세 가지 사례를 정리한다. 첫째, Acute Myeloid Leukemia (AML) 약물 재목적화. Co-Scientist가 제안한 candidate들에 대해 Binimetinib이 MOLM-13에서 IC50 7 nM, KIRA6이 KG-1에서 IC50 13 nM (MOLM-13에서 517 nM)을 보였다 ^[10]. in vitro 검증이지만 정량 결과로 보고됐다. 둘째, 간섬유증 후성유전학적 표적 발견. Co-Scientist가 3개의 새로운 epigenetic 표적을 제안했고, 4개의 drug 모두 fibroblast activation을 감소시켰다 (p < 0.001 ~ p < 0.0001), 2개는 cytotoxicity가 없고 1개는 FDA 승인 약물이다 ^[10]. Guan et al.은 1년 뒤 독립 wet-lab 복제를 보고했고 — 2개의 epigenetic 표적 in organoid + animal model에서 anti-fibrotic 활성, 1개의 FDA-approved drug 재목적화 가능성 ^[11] — 이것이 Co-Scientist의 hypothesis가 third-party replication을 살아남는다는 증거다. 셋째, 항생제 내성 (AMR) — cf-PICIs mechanism.

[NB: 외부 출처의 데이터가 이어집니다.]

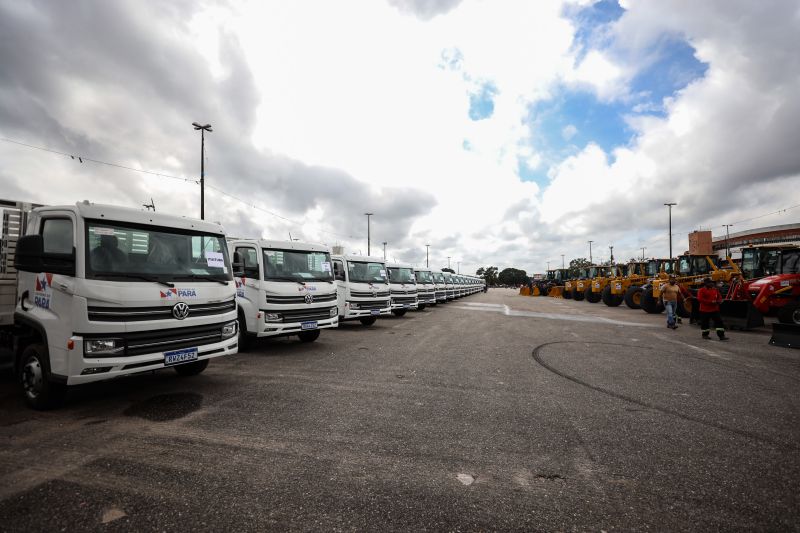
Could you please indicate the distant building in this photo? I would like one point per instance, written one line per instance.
(783, 234)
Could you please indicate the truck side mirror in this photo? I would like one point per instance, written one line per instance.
(31, 257)
(237, 265)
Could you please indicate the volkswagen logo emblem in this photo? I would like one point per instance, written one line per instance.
(180, 310)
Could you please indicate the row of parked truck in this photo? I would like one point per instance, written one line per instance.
(764, 281)
(92, 292)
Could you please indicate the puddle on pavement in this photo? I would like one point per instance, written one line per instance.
(166, 407)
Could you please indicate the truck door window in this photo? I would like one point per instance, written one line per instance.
(57, 235)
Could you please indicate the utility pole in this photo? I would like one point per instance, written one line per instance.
(669, 205)
(203, 130)
(368, 236)
(727, 240)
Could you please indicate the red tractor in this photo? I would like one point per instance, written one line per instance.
(771, 284)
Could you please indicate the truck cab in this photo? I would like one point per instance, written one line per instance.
(284, 288)
(362, 285)
(426, 287)
(403, 286)
(104, 292)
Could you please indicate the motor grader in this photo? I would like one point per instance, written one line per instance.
(631, 288)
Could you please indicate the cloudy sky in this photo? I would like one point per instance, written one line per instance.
(503, 132)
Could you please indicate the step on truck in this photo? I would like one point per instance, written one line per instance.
(403, 287)
(362, 285)
(426, 287)
(95, 292)
(283, 288)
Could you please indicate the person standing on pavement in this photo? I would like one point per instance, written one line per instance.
(710, 298)
(670, 296)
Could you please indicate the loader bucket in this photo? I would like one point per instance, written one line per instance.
(741, 314)
(786, 335)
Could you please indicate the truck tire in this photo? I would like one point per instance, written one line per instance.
(611, 300)
(41, 393)
(633, 297)
(308, 336)
(191, 369)
(790, 313)
(649, 303)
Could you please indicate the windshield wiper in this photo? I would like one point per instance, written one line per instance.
(207, 278)
(135, 276)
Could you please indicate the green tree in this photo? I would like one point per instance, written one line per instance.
(513, 276)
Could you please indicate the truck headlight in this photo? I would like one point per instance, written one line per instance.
(103, 346)
(229, 329)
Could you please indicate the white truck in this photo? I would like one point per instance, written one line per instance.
(363, 288)
(403, 286)
(426, 288)
(95, 292)
(283, 288)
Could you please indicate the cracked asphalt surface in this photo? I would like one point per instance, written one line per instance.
(495, 412)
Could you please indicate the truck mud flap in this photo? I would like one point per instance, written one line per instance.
(786, 335)
(741, 314)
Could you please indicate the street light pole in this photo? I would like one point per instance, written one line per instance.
(727, 240)
(368, 236)
(203, 130)
(669, 205)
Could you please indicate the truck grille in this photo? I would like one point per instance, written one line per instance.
(161, 312)
(143, 342)
(300, 299)
(304, 315)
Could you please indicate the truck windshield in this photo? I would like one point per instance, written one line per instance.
(423, 277)
(296, 265)
(117, 250)
(366, 272)
(401, 275)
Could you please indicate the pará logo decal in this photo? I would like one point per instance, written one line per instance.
(41, 296)
(178, 293)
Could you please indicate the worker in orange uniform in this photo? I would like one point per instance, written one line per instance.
(710, 298)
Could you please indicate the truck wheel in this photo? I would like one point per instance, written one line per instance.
(308, 336)
(790, 313)
(650, 304)
(34, 375)
(633, 297)
(191, 369)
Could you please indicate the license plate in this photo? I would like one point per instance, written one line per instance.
(178, 357)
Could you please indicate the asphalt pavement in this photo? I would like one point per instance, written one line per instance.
(494, 412)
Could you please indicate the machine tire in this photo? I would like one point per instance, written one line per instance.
(649, 303)
(790, 313)
(633, 297)
(611, 300)
(41, 393)
(191, 369)
(308, 336)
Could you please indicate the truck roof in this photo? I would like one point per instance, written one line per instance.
(282, 245)
(114, 213)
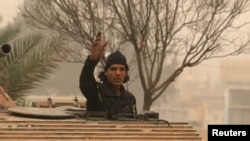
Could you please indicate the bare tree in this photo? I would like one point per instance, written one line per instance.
(158, 31)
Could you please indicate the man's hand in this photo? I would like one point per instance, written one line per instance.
(97, 47)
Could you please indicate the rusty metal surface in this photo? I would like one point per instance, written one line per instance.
(17, 128)
(40, 112)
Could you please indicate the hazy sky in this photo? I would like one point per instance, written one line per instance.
(8, 10)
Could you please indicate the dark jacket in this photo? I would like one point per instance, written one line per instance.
(100, 97)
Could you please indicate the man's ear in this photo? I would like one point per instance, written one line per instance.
(126, 79)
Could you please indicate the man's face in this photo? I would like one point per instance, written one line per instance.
(116, 74)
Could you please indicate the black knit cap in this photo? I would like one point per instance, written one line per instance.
(116, 58)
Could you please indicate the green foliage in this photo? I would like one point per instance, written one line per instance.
(31, 60)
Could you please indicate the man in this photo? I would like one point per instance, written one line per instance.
(109, 96)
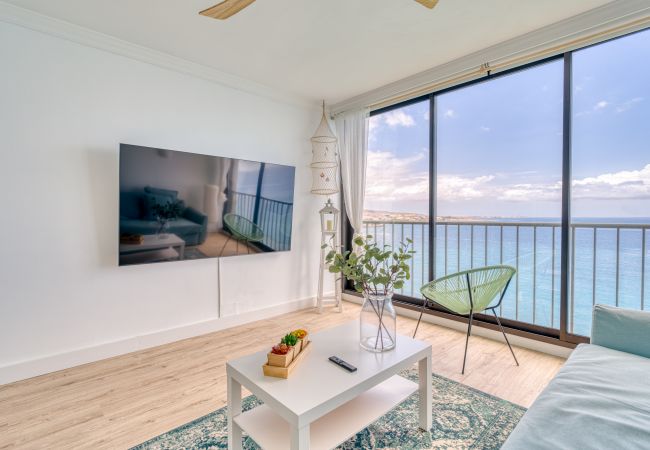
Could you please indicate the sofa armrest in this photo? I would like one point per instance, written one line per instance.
(621, 329)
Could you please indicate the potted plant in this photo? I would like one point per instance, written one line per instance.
(302, 337)
(293, 342)
(280, 355)
(375, 272)
(164, 212)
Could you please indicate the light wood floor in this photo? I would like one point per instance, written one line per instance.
(123, 401)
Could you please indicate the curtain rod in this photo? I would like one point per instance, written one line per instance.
(497, 65)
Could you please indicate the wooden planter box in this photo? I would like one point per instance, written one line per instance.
(280, 360)
(284, 372)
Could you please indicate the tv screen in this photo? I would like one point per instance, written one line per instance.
(176, 205)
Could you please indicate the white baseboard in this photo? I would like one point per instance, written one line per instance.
(519, 341)
(40, 366)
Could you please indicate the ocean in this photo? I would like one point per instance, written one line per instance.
(618, 275)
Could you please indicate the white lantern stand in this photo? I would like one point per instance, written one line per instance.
(324, 165)
(329, 219)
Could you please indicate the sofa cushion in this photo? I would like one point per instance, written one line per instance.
(159, 191)
(150, 200)
(130, 205)
(599, 399)
(621, 329)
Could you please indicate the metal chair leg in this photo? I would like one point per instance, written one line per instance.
(224, 246)
(469, 331)
(424, 304)
(505, 337)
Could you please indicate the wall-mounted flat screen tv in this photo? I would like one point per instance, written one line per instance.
(176, 205)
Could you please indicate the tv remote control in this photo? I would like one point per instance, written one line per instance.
(339, 362)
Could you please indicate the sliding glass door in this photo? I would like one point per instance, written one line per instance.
(545, 168)
(498, 185)
(397, 185)
(610, 198)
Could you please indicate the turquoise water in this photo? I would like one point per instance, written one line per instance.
(534, 293)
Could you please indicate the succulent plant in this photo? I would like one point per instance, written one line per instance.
(290, 340)
(299, 333)
(280, 349)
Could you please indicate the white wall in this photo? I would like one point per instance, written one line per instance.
(64, 109)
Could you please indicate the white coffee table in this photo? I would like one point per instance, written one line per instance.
(321, 405)
(153, 248)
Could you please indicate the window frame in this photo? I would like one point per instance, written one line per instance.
(559, 336)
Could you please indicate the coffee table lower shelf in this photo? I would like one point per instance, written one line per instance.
(271, 432)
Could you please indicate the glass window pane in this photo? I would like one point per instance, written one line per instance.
(397, 185)
(610, 201)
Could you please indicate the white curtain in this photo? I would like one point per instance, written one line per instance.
(352, 129)
(215, 197)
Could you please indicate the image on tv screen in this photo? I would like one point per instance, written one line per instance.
(176, 205)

Co-Scientist가 chromosomal-island phage-tail mechanism을 in silico에서 2일 만에 재도출했고 ^[18], 인간 연구가 약 10년 걸린 결과다 (popular-press 표현은 "10년치를 2일"; 정확히는 in silico re-derivation에 한정된 framing).

Nature Medicine feature ^[1]는 이 결과들이 organoid, animal, early clinical follow-up으로 어떻게 이어지고 있는지를 chronological하게 정리한다. Nature News ^[15]는 같은 분야의 "first peer-reviewed paper" framing을 다룬다. 분야의 정직한 framing은 in vitro 성공 ≠ clinical 성공이다 — 약동학, drug interaction, 임상시험 디자인은 scope 밖이다 ^[10]. Co-Scientist의 biomedical 성과는 hypothesis generation layer의 강한 사례지만, 임상 활용까지는 별도 검증 프로세스를 거친다.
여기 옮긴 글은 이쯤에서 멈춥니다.